Leila Buck is an Arab American playwright, actress, storyteller and teaching artist. Her award-winning solo show, ISite, about growing up between the U.S. and the Arab world, has toured the U.S., Europe and China. Her second play, In the Crossing, about her experience in Lebanon with her Jewish husband during the Israeli-Hezbollah war of 2006, and the challenges of telling that story, was first performed in the Public Theater's New Work Now! Festival 2006 (Director Jo Bonney), and has since been developed with the support of the Brooklyn Museum, Epic Theatre Center, the Public Theater and New York Theatre Workshop, and the Lark Play Development Center, where it was a finalist for Playwrights' Week 2009.
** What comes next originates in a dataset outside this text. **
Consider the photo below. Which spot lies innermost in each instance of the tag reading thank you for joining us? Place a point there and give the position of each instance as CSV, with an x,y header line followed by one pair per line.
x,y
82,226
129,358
In November 2008 she performed her monologue One, about an Arab-American canvassing for Obama, for Epic's First Vote event, alongside work by renowned writers and performers including Neil LaBute, Craig Lucas, Kathleen Chalfant, David Strathairn, Nilajah Sun and Tony Kushner. Her most recent work in development, Hkeelee, begun in 2008, received a Special Jury Prize from the Middle East America grant co-sponsored by Silk Road (Chicago), the Lark (New York), and Golden Thread Productions (San Francisco).
Over the past ten years Buck has been a founding member and Education Director of Nibras Arab-American Theater Collective, Artistic Director of Nisaa Arab-American Women's Collective, and a writer and performer for the New York Arab-American Comedy Festival. Buck has conducted workshops on playwriting, storytelling and drama for cross-cultural engagement at conferences, universities, schools and cultural centers across the U.S. and around the world, most recently in Denmark as a U.S. State Department Cultural Envoy.
About her work, Buck writes: In my writing, performance, and teaching, I often serve as a bridge - facilitating direct and nuanced connections that cross political, social, economic, national, religious and cultural boundaries. I grew up with my Lebanese mother and American diplomat father, constantly moving between the U.S. and the Arab world. In the process, I experienced firsthand how multiple cultures, lives and daily realities exist simultaneously - equally real, sometimes in conflict, often intersecting. So I strive in all of my work to reflect both the uniqueness of our different experiences and the unexpected links between them.
I seek always to create a shared space of intimacy, inviting everyone present to connect to the work and one another at the intersection of the personal and political, where our beliefs about the world and our relation to it are formed. Over the years I have seen how this process can transform the energy in the room, create challenging dialogue, and shift perceptions. I strive through these moments of connection in my work to inspire compassion, empathy and action across all boundaries towards meaningful change in ourselves, and in our local and global communities.